Trade based on the velocity of price moving for a small profit with a large number of trades

Avatar
  • updated

I will present my ideas on how to trade by taking advantage of market volatility in a very fast time. by utilizing the speed of movement of the pip within a certain time which I call velocity. This strategy requires a data tick which is the smallest timeframe.


Image 1268

t1 = interval 1

t2 = interval 2

v1 = The average speed of the price during the last t1 minute (pips / second)

v2 = The average speed of the price during the last t2 seconds (pips / second)

acc = The limit by which a significant difference of v1 and v2 can be considered for opening a position

This strategy is expected to produce a high level of accuracy with small profits but a very large number of trades.

  • The prices used in the calculation are assumed to be the average of the bid and ask prices.
  • When calculating the average price speed, if the previous tick price was smaller than the current tick, the speed is added.

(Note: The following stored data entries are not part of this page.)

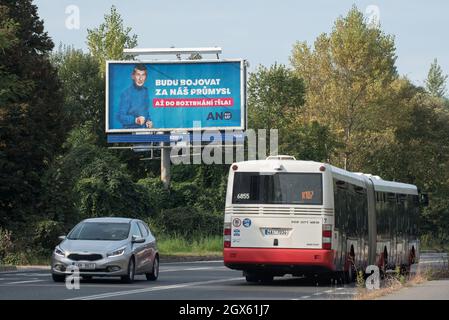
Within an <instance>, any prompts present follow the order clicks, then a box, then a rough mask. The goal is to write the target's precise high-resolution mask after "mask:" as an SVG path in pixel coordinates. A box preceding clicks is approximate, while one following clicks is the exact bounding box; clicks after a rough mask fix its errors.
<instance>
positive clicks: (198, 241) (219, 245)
mask: <svg viewBox="0 0 449 320" xmlns="http://www.w3.org/2000/svg"><path fill="white" fill-rule="evenodd" d="M157 246H158V249H159V252H160V253H161V255H192V256H193V255H194V256H208V255H221V254H222V253H223V237H222V236H209V237H201V238H196V239H192V240H188V239H186V238H184V237H181V236H173V237H170V238H168V237H167V238H158V241H157Z"/></svg>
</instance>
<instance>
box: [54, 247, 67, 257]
mask: <svg viewBox="0 0 449 320" xmlns="http://www.w3.org/2000/svg"><path fill="white" fill-rule="evenodd" d="M55 254H56V255H57V256H60V257H65V252H64V250H62V249H61V248H60V247H59V246H58V247H56V248H55Z"/></svg>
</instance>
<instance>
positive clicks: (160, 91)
mask: <svg viewBox="0 0 449 320" xmlns="http://www.w3.org/2000/svg"><path fill="white" fill-rule="evenodd" d="M106 68H107V70H106V132H107V133H116V132H117V133H119V132H146V131H148V132H151V131H192V130H198V129H201V130H204V129H213V130H225V129H230V130H231V129H241V130H244V129H245V125H246V110H245V107H246V105H245V76H246V71H245V63H244V60H188V61H185V60H182V61H165V62H164V61H158V62H155V61H108V62H107V64H106Z"/></svg>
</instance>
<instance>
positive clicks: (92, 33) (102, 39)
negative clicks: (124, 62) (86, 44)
mask: <svg viewBox="0 0 449 320" xmlns="http://www.w3.org/2000/svg"><path fill="white" fill-rule="evenodd" d="M104 20H105V21H104V22H103V23H102V24H101V25H100V26H99V27H98V28H95V29H87V34H88V35H87V45H88V47H89V50H90V53H91V54H92V55H93V56H94V58H95V59H97V61H98V64H99V65H100V67H101V70H102V74H104V72H105V61H106V60H122V59H129V58H130V56H127V55H125V54H124V53H123V49H130V48H134V47H136V46H137V35H135V34H133V35H131V34H130V33H131V30H132V29H131V28H130V27H127V28H125V27H124V25H123V19H122V17H121V16H120V14H119V13H118V12H117V9H116V8H115V6H112V7H111V11H110V13H109V14H106V15H105V16H104Z"/></svg>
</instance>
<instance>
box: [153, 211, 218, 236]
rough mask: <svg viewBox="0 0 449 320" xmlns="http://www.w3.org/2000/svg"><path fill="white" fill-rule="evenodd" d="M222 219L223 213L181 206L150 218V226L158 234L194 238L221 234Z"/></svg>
mask: <svg viewBox="0 0 449 320" xmlns="http://www.w3.org/2000/svg"><path fill="white" fill-rule="evenodd" d="M222 220H223V217H222V215H221V214H215V213H211V212H207V211H201V210H199V209H196V208H194V207H188V206H185V207H181V206H180V207H176V208H171V209H164V210H162V211H161V212H160V213H159V214H158V215H157V216H156V217H155V218H153V219H150V226H152V227H153V229H152V230H154V232H155V234H156V235H157V236H165V237H171V236H181V237H183V238H186V239H192V238H194V237H201V236H211V235H219V234H221V231H222V230H223V221H222Z"/></svg>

If the previous tick price is greater than the current tick, the speed is reduced. As a sign of the direction of price movement. An example of calculating the average is on attachments.
  • If the difference between v1 and v2 is greater than acc%, then open a position
  • Trade can be closed by pip target or by time + spread
  • Requires very low latency
  • Expected to very helpful during unexpected sudden moves

Attachment:

example velocity calculation on 3 second

Avatar
0
Sai Pratap

Good idea.

But Trailing SL and profit booking shud be very important. Thanks.

Avatar
0
Hannes Waser

That is very interesting. I heard from some people that such approaches work (but not in its simple form - probably some scaling and money management will do the rest).

Do you have some evaluations or sources from blogs, where people state that this might work?

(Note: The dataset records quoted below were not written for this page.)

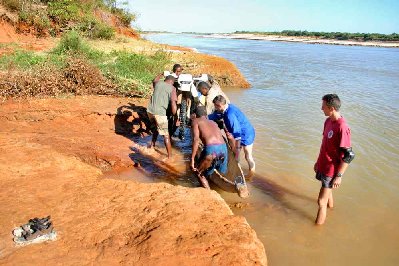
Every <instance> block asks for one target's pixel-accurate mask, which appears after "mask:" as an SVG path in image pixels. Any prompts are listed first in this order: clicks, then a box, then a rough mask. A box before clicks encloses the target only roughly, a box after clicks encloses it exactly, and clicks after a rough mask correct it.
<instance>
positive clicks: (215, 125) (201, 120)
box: [192, 116, 225, 146]
mask: <svg viewBox="0 0 399 266" xmlns="http://www.w3.org/2000/svg"><path fill="white" fill-rule="evenodd" d="M192 129H193V131H197V130H198V132H195V133H198V134H199V138H200V139H201V141H202V143H203V144H204V145H205V146H206V145H212V144H223V143H225V142H224V139H223V135H222V133H221V131H220V129H219V127H218V125H217V124H216V123H215V122H214V121H212V120H208V119H207V118H206V117H205V116H203V117H200V118H197V119H194V121H193V124H192ZM195 133H194V134H195Z"/></svg>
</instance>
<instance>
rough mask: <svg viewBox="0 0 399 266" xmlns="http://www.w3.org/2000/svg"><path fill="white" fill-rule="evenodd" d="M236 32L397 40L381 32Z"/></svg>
mask: <svg viewBox="0 0 399 266" xmlns="http://www.w3.org/2000/svg"><path fill="white" fill-rule="evenodd" d="M234 33H238V34H257V35H279V36H297V37H316V38H321V39H335V40H356V41H382V42H384V41H396V42H397V41H399V34H397V33H392V34H381V33H349V32H318V31H306V30H304V31H301V30H283V31H271V32H262V31H236V32H234Z"/></svg>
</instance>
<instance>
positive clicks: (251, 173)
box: [244, 144, 255, 177]
mask: <svg viewBox="0 0 399 266" xmlns="http://www.w3.org/2000/svg"><path fill="white" fill-rule="evenodd" d="M253 146H254V145H253V144H251V145H248V146H244V154H245V160H246V161H247V162H248V169H249V174H248V177H251V176H253V175H254V173H255V160H254V158H253V157H252V149H253Z"/></svg>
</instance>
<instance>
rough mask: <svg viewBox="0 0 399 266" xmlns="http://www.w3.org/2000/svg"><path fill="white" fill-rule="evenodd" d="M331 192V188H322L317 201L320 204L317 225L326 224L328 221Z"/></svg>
mask: <svg viewBox="0 0 399 266" xmlns="http://www.w3.org/2000/svg"><path fill="white" fill-rule="evenodd" d="M331 192H332V191H331V188H324V187H321V188H320V192H319V198H318V201H317V202H318V204H319V211H318V212H317V218H316V221H315V223H316V224H324V222H325V221H326V216H327V203H328V199H329V197H330V194H331Z"/></svg>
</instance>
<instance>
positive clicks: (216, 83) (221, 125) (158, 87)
mask: <svg viewBox="0 0 399 266" xmlns="http://www.w3.org/2000/svg"><path fill="white" fill-rule="evenodd" d="M182 71H183V68H182V67H181V66H180V65H179V64H176V65H175V66H174V67H173V73H172V75H168V76H166V77H164V80H161V77H162V74H160V75H158V76H157V77H156V78H155V79H154V82H153V87H154V92H153V95H152V97H151V100H150V102H149V104H148V108H147V112H148V115H149V118H150V120H151V122H152V124H153V125H154V128H153V129H152V132H153V136H152V142H151V144H150V147H154V146H155V142H156V140H157V137H158V135H162V136H163V137H164V143H165V147H166V150H167V159H171V158H172V148H171V135H172V134H173V125H172V126H171V122H170V121H171V120H173V119H171V118H172V117H175V116H176V113H177V109H178V100H177V99H178V92H177V89H176V87H175V86H174V84H176V83H175V82H176V80H177V78H178V76H179V74H180V73H181V72H182ZM196 88H197V90H198V99H197V100H196V101H195V102H194V103H195V106H194V108H191V110H192V114H191V133H192V156H191V163H190V166H191V169H192V170H193V171H194V172H195V173H196V174H197V176H198V179H199V181H200V183H201V185H202V186H203V187H205V188H209V183H208V181H207V179H208V177H209V176H210V175H211V174H212V173H213V172H214V170H215V169H216V170H217V171H218V172H220V173H222V174H225V173H226V172H227V167H228V166H227V162H228V146H227V145H230V148H231V149H232V150H233V152H234V155H235V159H236V160H237V161H239V159H240V152H241V150H243V151H244V155H245V159H246V161H247V163H248V168H249V173H250V175H252V174H253V173H254V172H255V161H254V159H253V156H252V151H253V144H254V140H255V129H254V127H253V126H252V125H251V123H250V122H249V120H248V119H247V117H246V116H245V114H244V113H243V112H242V111H241V110H240V109H239V108H238V107H237V106H235V105H234V104H232V103H230V101H229V99H228V97H227V96H226V95H225V94H224V93H223V91H222V90H221V88H220V86H219V85H218V84H217V82H216V81H214V80H213V79H212V78H209V80H208V81H207V82H206V81H201V82H200V83H199V84H197V86H196ZM340 106H341V101H340V99H339V97H338V96H337V95H336V94H327V95H324V96H323V98H322V107H321V109H322V111H323V112H324V114H325V116H327V119H326V121H325V123H324V130H323V140H322V144H321V147H320V153H319V156H318V159H317V161H316V163H315V165H314V171H315V173H316V178H317V179H318V180H320V181H321V188H320V192H319V197H318V205H319V209H318V213H317V218H316V221H315V223H316V224H323V223H324V222H325V219H326V213H327V208H332V207H333V205H334V202H333V195H332V189H333V188H338V187H339V186H340V184H341V182H342V176H343V174H344V172H345V171H346V169H347V167H348V165H349V163H350V162H351V161H352V160H353V158H354V153H353V151H352V148H351V132H350V128H349V126H348V125H347V123H346V121H345V119H344V118H343V117H342V116H341V115H340V113H339V109H340ZM172 124H173V123H172ZM221 129H223V132H224V133H225V136H226V137H227V140H228V143H226V141H225V138H224V137H223V133H222V131H221ZM200 142H202V145H203V148H202V152H201V154H200V156H199V158H198V160H196V158H197V152H198V149H199V145H200Z"/></svg>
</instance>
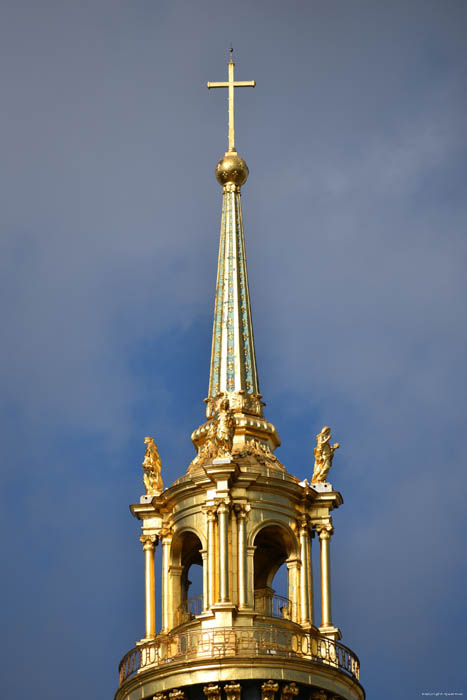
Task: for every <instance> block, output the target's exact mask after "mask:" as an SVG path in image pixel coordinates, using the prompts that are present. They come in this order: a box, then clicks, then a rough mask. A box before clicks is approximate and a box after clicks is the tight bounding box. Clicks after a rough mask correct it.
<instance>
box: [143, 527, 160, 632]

What TP do you aspire for a single trade? Given the spread, this might be an issue with most brokers.


Avatar
0
Sai Pratap
Quote from Hannes Waser

That is very interesting. I heard from some people that such approaches work (but not in its simple form - probably some scaling and money management will do the rest).

Do you have some evaluations or sources from blogs, where people state that this might work?

What TP do you aspire for a single trade? Given the spread, this might be an issue with most brokers.


Yes the set file may need custom optimization for each broker/setup.

Spread, latency, order execution time etc will impact a lot in these scenarios. Can result out to be very risky.

Avatar
1
Hannes Waser

Ohkay, if some of you are familiar with parallel diagrams, you will understand it right away. if not, here is a short explanation:

Each line running from very left to very right is one sample - measuring the ticker speed and look at the future prices after this measure.

After measuring the tick speed (12.th Nov 2020, EURUSD) the price after 5, 10, 20 and 30 ticks have been collected too. These values are represented by the "spot_5", "spot_10" etc columns. So If a line runs from the speed of 0.0002 to spot_50= 0.00000 that means, that after measuring the speed of 0.0002 the mid price (bid + (ask-bid)/2) was observed to be 0.00000.

The max_5, max_10 etc values are the maximal prices between the moment of the speed measurement and the time 5, 10 or 20 ticks later.

Now the question, is there some significant dependency between the speed and the future price?

You can play with the interactive (hiplot) chart I attached here.

In summary: From the experiment there is no significant dependency.

However, one might be there is we accumulate the speeds over an hour or so and derive statistics such as mean and stdev.

HiPlot Result

How to use: Select only larger speed values (drag and drop on the column) and see how these are distributed.

Now you see, that some of them are followed by higher prices, but most of them are not. So maybe this is rather an indication of price reversal if the speed is high...

PS: Here is how it looks as a sequence

Avatar
1
Hannes Waser

As expected, when we use larger time horizons (measuring the speed over last 10 seconds and check the price difference for the next 500 ticks), the result looks much  better.